By Don Quijones: Global bankster behemoth HSBC is not having a good 2015, despite celebrating its 150th anniversary. It has been implicated in even more scandals than usual, faces a 5% increase in dividend costs in its adopted home country, the UK, and has decided to lay off another 25,000 workers worldwide. It’s also selling off its Brazil and Turkey units and is even threatening to up sticks from the City of London and move its headquarters back to Hong Kong.
Which begs the question: why such drastic restructuring? More to the point, why now?
Back to the Past
According to HSBC, the move is aimed primarily at restoring investor confidence. Its decision to sell its operations in Turkey and Brazil forms part of a strategic reorientation toward East Asian markets, where HSBC originally cut its teeth 150 years ago (laundering the proceeds from the British East Indian company’s opium trade, as I documented here), and where margins are currently much higher than in Brazil and Turkey.

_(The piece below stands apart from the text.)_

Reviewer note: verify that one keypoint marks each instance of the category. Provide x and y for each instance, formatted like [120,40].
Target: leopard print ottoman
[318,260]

HSBC’s loss of interest in the Brazilian and Turkish markets is down to two main factors, according to Foreign Policy magazine: first, both markets are slowing down at an alarming rate; and second, they don’t offer the same get-richer-quicker opportunities available in the more unequal markets of the East:
In Brazil, assiduous redistribution by the governments of Luiz Inácio Lula da Silva and Dilma Rousseff has, for all their faults, evened out the income distribution to a historic degree. In Turkey, income inequality is also lower than it was when HSBC made its big acquisitions.